8 Wenn in diesem Zusammenhang die Revision ihre Zulässigkeit im Weiteren in der Außerachtlassung einer Entschließung des Europäischen Parlaments vom 14. Dezember 2017 (sohin nach Erlassung des angefochtenen Erkenntnisses vom 6. November 2017) sowie im nach dem Entscheidungszeitpunkt liegenden Geschehnissen und Entwicklungen im Herkunftsland erblickt, so ist zu entgegnen, dass der Berücksichtigung der vorgebrachten und allenfalls maßgeblichen Sachverhaltsänderungen das im Verfahren vor dem Verwaltungsgerichtshof gemäß § 41 VwGG zu beachtende Neuerungsverbot entgegensteht (vgl. VwGH 23.2.2017, Ra 2016/20/0089). Dies gilt auch für das erstmalig in der Revision erstattete Vorbringen, der Revisionswerber würde aufgrund seines "Hazaragi-Dialekts aus Pakistan" Diskriminierungen ausgesetzt sein. Die Revision macht auch nicht geltend, dass es dem Revisionswerber nicht möglich gewesen wäre, ein solches Vorbringen schon vor Einbringung der gegenständlichen Revision zu erstatten. Damit verstößt auch dieses Vorbringen gegen das im Verfahren vor dem Verwaltungsgerichtshof geltende Neuerungsverbot und kann daher gemäß § 41 VwGG keine Beachtung finden (vgl. VwGH 19.5.2015, Ra 2015/16/0035).

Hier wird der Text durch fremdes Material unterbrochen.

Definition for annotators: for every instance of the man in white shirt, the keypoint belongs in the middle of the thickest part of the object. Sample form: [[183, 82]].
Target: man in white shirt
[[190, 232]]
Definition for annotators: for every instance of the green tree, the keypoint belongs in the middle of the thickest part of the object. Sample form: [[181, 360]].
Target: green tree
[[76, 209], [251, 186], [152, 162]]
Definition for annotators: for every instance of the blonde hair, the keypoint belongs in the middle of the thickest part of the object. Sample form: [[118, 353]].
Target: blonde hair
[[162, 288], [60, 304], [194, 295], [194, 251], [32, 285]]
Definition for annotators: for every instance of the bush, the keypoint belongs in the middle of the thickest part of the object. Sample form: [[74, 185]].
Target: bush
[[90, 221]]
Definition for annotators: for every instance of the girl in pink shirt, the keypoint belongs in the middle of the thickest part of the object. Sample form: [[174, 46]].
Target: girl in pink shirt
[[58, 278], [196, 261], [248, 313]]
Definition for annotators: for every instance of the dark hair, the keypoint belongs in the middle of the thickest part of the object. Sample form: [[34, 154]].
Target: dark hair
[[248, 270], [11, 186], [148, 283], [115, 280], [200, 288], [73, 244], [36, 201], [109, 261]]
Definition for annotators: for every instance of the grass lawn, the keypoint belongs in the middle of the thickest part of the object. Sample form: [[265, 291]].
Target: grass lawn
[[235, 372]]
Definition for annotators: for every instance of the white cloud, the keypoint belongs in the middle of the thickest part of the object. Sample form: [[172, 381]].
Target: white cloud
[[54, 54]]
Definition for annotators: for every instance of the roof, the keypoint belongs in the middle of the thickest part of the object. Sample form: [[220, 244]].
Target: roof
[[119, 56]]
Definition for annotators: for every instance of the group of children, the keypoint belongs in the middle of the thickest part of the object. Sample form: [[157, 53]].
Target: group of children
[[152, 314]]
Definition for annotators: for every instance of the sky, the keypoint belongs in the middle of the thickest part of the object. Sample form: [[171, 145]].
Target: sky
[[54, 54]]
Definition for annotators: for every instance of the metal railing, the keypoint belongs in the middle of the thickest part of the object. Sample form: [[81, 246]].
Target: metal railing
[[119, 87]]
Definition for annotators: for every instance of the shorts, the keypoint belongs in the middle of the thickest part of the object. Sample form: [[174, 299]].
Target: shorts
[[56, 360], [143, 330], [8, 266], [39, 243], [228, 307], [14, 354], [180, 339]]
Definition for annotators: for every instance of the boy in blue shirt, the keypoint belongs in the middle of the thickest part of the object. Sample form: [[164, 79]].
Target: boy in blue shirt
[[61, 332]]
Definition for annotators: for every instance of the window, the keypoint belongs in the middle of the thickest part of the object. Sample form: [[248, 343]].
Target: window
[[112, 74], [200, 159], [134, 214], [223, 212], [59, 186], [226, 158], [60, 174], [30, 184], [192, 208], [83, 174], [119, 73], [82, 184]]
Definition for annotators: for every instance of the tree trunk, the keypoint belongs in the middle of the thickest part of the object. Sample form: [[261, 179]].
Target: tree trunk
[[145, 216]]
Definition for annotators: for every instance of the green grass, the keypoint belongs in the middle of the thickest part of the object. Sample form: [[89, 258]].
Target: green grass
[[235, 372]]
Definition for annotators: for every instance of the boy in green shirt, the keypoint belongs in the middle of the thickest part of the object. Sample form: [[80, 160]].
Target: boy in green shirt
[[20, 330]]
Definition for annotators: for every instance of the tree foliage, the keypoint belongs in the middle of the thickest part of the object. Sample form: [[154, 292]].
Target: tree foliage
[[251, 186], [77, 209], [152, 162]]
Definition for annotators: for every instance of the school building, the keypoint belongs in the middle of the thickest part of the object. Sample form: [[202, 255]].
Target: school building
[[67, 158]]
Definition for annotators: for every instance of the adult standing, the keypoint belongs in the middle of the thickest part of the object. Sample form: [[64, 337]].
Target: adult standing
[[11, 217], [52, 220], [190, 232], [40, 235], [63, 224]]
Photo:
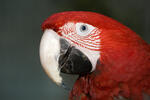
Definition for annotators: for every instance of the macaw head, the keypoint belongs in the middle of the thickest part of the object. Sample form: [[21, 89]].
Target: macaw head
[[79, 42]]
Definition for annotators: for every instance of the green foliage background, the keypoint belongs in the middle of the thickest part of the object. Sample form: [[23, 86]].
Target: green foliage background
[[21, 75]]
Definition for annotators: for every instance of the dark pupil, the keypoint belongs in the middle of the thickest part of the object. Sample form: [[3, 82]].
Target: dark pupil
[[83, 28]]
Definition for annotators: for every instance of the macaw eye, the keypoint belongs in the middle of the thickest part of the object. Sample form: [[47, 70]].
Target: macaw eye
[[83, 29]]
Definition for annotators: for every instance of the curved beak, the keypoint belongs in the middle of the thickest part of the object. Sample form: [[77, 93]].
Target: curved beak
[[58, 55]]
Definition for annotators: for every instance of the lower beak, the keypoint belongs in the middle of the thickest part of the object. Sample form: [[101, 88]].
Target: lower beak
[[58, 55]]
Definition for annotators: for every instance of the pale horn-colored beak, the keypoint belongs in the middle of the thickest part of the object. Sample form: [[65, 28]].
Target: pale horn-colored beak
[[49, 55]]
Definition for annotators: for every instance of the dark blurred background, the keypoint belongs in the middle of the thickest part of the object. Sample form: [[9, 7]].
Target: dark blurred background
[[21, 75]]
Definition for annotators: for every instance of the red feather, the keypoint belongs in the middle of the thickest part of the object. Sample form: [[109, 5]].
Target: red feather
[[124, 68]]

9 Schlussendlich wird die Zulässigkeit der gegenständlichen Revision mit der fälschlichen Annahme einer innerstaatlichen Fluchtalternative begründet. Mangels einer konkreten Bezugnahme auf den im angefochtenen Erkenntnis festgestellten Sachverhalt wird in der Revision keine Rechtsfrage aufgeworfen, der grundsätzliche Bedeutung zukäme (vgl. VwGH 15.9.2016, Ra 2016/20/0209 bis 0211 sowie VwGH 19.12.2016 , Ra 2016/20/0135).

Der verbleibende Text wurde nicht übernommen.